4. according to any welding robots of claim 1-3, it is characterised in that：The process for using of the welding robot Include the following steps：

Step 1 needs the airconium alloy plates welded to be machined, and clear up airconium alloy plates discharge surface to two pieces, goes Removing rust, grease and dust；

Two pieces of airconium alloy plates are fixed on special fixture by step 2, it is ensured that the relative position of two pieces of airconium alloy plates and its gap, U-shaped groove is formed, while ensures the position relationship of weld seam and the welding gun；

Step 3, the welding gun slide, welding gun is in U under the driving of the servo motor with the slide unit level of the linear module " adaptive sine wave " track swing welding, and the reciprocal welding between each layer welding bead are carried out in type groove welding bead；

" adaptive sine wave " signal is controlled by control cabinet, is sent to servo motor and the welding gun, " adaptive sine Implement by following algorithm wave " track：

The expression formula of sinusoidal signal is：

Wherein：The amplitude of A-- sine waves；-- the starting phase angle of sine wave；The frequency (Hz) of f-- sine waves；ω-circle frequency Rate, equal to 2 π f；The t-- times

The characteristics of " adaptive sine wave " track S be sine wave freuqency as welding process gradually changes, formula is：

Wherein, A=H/2, the width of the H=U shapes groove；f₁For original frequency, according to groove width H and alloy plate thickness Degree T is calculated, formula f₁=10*H/3T；f_n=f₁-1；t_n=1/f_n, the welding method of this sine wave track can ensure that Each weld seam of alloy sheets under docking location full penetration, thickness of each welding bead under Full-automatic welding is suitable.

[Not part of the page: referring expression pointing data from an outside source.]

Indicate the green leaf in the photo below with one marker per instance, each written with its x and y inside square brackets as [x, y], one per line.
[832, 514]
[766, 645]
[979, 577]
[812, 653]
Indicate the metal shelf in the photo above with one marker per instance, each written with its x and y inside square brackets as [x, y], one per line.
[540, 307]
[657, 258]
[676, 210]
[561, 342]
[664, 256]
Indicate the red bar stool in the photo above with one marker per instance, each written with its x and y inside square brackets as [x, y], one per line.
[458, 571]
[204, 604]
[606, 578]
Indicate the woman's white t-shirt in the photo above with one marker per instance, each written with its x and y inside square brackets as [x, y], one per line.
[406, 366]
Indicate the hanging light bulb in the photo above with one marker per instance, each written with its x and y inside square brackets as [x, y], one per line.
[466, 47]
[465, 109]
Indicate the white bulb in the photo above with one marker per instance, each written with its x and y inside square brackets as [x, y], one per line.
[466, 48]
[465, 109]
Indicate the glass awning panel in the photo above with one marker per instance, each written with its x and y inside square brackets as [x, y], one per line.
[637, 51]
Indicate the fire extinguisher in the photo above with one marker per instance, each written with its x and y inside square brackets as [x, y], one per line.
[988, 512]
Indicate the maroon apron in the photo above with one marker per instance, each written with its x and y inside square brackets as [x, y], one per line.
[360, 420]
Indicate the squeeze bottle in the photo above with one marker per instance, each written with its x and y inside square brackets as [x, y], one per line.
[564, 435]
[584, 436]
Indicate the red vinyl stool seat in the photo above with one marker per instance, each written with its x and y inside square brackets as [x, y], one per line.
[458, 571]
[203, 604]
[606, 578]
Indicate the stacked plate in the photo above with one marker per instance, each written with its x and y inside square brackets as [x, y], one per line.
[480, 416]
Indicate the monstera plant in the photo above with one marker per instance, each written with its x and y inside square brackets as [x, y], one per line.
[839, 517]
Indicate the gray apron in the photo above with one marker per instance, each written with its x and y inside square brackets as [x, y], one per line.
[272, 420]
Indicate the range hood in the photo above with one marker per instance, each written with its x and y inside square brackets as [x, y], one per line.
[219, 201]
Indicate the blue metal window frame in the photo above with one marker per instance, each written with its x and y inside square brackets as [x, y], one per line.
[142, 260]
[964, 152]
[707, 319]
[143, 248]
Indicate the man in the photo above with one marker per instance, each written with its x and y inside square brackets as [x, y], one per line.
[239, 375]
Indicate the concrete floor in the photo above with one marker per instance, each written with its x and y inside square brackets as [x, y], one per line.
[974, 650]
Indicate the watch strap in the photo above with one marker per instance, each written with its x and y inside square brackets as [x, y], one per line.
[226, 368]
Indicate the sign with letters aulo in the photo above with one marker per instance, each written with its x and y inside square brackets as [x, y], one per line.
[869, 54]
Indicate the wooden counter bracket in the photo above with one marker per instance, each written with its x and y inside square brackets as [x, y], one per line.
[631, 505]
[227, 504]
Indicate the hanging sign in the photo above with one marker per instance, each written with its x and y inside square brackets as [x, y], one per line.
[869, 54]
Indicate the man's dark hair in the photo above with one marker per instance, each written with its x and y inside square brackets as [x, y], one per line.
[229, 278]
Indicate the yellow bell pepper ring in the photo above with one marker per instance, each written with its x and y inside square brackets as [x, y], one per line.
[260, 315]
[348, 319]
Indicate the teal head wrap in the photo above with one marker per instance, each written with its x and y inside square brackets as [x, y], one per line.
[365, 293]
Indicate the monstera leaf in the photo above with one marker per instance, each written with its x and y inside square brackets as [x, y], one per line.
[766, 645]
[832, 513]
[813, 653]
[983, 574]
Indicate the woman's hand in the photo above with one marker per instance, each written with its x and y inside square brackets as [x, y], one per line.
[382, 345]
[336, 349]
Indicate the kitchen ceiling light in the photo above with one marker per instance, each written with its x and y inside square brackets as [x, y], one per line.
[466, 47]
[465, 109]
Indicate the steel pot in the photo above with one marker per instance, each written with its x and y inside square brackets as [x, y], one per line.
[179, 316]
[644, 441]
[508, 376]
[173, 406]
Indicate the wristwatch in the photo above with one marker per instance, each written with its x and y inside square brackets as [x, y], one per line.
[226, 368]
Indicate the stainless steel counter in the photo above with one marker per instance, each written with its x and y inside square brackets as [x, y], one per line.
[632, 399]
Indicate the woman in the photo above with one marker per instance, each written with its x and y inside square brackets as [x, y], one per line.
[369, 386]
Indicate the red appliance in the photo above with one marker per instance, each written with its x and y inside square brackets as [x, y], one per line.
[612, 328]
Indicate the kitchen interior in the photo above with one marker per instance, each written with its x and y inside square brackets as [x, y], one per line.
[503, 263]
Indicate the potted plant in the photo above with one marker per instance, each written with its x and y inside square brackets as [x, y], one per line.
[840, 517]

5. welding robot according to claim 4, it is characterised in that：The argon tanks use quality purity for 99.99% argon gas is as protection gas, range of flow 10L/min-15L/min.

6. welding robot according to claim 5, it is characterised in that：The welding wire uses flux-cored wire, and the weldering Silk a diameter of 1.2mm-2.0mm, welding current 80A-140A, weldingvoltage 15-25V, 10~20cm/min of speed of welding, It is not preheated before weldering, each welding bead interlayer temperature control is below 100 DEG C.

7. welding robot according to claim 6, it is characterised in that：The U-shaped groove that two pieces of airconium alloy plates are formed Width range for 5-15mm, the gap size of two pieces of airconium alloy plates is 1-3mm；During welding, welding bead is successively superimposed, and bottom is beats Back welding road, middle part are filler pass, and top is final pass, need to carry out scarfing cinder processing between welding bead, in the nozzle of the welding gun Diameter ranging from Ф 12-24mm.